The children may have been exposed at a nursery in the Providence Memorial Hospital of El Paso between September 2013 and last month, when a health care worker tested positive for TB. Local health authorities declined to say Monday how many children have come in for testing.
Armando Saldivar, spokesman for the El Paso Department of Public Health, said officials used guidelines from the Centers for Disease Control and Prevention to determine how far back to test people who could have been exposed to the disease. "We took the date of first signs and symptoms (of the health care worker) and went back three months to determine who is considered 'exposed,'" he said.
Saldivar said local health officials do not know why the worker was not tested by the hospital until Aug. 21 if the person had symptoms as early as December. Also, officials are still investigating how and when the worker became infected, Saldivar said.
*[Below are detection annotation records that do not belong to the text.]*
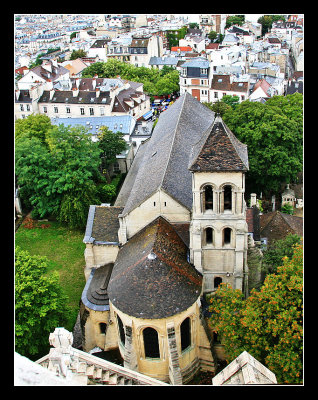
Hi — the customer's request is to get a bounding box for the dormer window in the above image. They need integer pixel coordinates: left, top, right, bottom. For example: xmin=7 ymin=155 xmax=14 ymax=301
xmin=224 ymin=185 xmax=232 ymax=211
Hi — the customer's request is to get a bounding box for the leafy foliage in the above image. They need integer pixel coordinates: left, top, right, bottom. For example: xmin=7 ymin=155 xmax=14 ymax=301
xmin=210 ymin=244 xmax=303 ymax=384
xmin=15 ymin=120 xmax=100 ymax=227
xmin=281 ymin=203 xmax=294 ymax=215
xmin=223 ymin=93 xmax=303 ymax=193
xmin=15 ymin=114 xmax=53 ymax=144
xmin=263 ymin=233 xmax=301 ymax=274
xmin=15 ymin=247 xmax=69 ymax=357
xmin=97 ymin=126 xmax=127 ymax=169
xmin=225 ymin=15 xmax=245 ymax=29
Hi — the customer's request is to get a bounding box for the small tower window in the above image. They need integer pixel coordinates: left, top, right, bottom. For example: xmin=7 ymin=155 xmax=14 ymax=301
xmin=224 ymin=185 xmax=232 ymax=210
xmin=117 ymin=315 xmax=125 ymax=346
xmin=203 ymin=185 xmax=213 ymax=211
xmin=99 ymin=322 xmax=107 ymax=335
xmin=223 ymin=228 xmax=232 ymax=244
xmin=214 ymin=276 xmax=222 ymax=289
xmin=205 ymin=228 xmax=213 ymax=244
xmin=180 ymin=317 xmax=191 ymax=351
xmin=143 ymin=328 xmax=160 ymax=358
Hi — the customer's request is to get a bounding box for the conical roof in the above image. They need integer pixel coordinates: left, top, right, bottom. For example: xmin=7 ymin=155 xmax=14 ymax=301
xmin=189 ymin=115 xmax=249 ymax=172
xmin=107 ymin=217 xmax=202 ymax=319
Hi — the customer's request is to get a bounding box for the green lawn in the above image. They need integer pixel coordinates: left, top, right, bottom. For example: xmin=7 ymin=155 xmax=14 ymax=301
xmin=15 ymin=221 xmax=85 ymax=331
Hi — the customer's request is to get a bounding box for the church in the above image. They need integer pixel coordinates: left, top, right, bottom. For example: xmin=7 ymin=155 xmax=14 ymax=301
xmin=80 ymin=92 xmax=249 ymax=384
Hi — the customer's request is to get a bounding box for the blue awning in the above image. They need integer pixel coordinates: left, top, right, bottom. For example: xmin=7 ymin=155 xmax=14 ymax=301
xmin=142 ymin=110 xmax=152 ymax=119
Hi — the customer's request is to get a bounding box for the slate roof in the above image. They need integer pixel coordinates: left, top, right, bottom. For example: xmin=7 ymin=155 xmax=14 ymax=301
xmin=51 ymin=115 xmax=136 ymax=135
xmin=25 ymin=65 xmax=69 ymax=82
xmin=211 ymin=75 xmax=248 ymax=92
xmin=108 ymin=217 xmax=202 ymax=319
xmin=14 ymin=89 xmax=32 ymax=103
xmin=116 ymin=93 xmax=214 ymax=215
xmin=39 ymin=90 xmax=111 ymax=105
xmin=81 ymin=263 xmax=114 ymax=311
xmin=182 ymin=57 xmax=210 ymax=68
xmin=189 ymin=116 xmax=249 ymax=172
xmin=148 ymin=57 xmax=179 ymax=66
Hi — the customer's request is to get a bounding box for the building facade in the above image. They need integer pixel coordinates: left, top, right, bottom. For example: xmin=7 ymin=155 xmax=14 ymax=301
xmin=81 ymin=93 xmax=248 ymax=384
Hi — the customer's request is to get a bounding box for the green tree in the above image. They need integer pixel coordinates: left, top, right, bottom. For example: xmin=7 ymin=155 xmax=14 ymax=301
xmin=223 ymin=93 xmax=303 ymax=194
xmin=97 ymin=126 xmax=127 ymax=182
xmin=221 ymin=94 xmax=240 ymax=109
xmin=210 ymin=245 xmax=303 ymax=384
xmin=262 ymin=233 xmax=301 ymax=274
xmin=203 ymin=100 xmax=231 ymax=117
xmin=70 ymin=49 xmax=87 ymax=60
xmin=154 ymin=70 xmax=179 ymax=96
xmin=15 ymin=124 xmax=100 ymax=220
xmin=281 ymin=203 xmax=294 ymax=215
xmin=208 ymin=31 xmax=218 ymax=42
xmin=15 ymin=114 xmax=53 ymax=144
xmin=15 ymin=247 xmax=69 ymax=359
xmin=57 ymin=181 xmax=100 ymax=229
xmin=225 ymin=15 xmax=245 ymax=29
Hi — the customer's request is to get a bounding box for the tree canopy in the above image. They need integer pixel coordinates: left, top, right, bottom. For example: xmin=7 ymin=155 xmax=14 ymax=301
xmin=223 ymin=93 xmax=303 ymax=193
xmin=15 ymin=247 xmax=69 ymax=358
xmin=262 ymin=233 xmax=301 ymax=274
xmin=210 ymin=244 xmax=303 ymax=384
xmin=15 ymin=116 xmax=101 ymax=227
xmin=225 ymin=15 xmax=245 ymax=29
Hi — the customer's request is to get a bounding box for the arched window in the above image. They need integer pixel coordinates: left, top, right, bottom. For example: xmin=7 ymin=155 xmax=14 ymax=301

Audrey Garcia, Providence Memorial Hospital spokeswoman, said that so far no other workers have tested positive for active tuberculosis. She would not comment on how many results have come back or whether there were cases of latent tuberculosis. People with latent tuberculosis have the bacteria in their bodies but do not appear ill. They cannot spread the illness but may develop symptoms later on.
Carrie Williams, a spokeswoman for the Texas Department of State Health Services, said the agency previously has dealt with investigations where it was possible hundreds of people were exposed to TB, but those were in school settings, involving older children.
"This involves babies, who are more likely to develop serious disease," she said.
In a fact sheet posted on its website, the El Paso Department of Public Health says babies cannot spread the disease to family members because they lack the lung capacity to exert air, and with it the bacteria, the way adults do. Those who test positive for TB should take several anti-tuberculosis drugs between six to nine months.
Garcia said the hospital has taken actions to prevent similar incidents.
After the discovery of the infected employee, hospital regulators launched an inspection and found several violations that could threaten the hospital's Medicare funding. The Centers for Medicare & Medicaid Services has not specified what the violations were. The hospital has until Tuesday to submit a corrective plan.
Tuberculosis is at an all-time low in the U.S. with fewer than 10,000 cases in 2013, according to the CDC reports.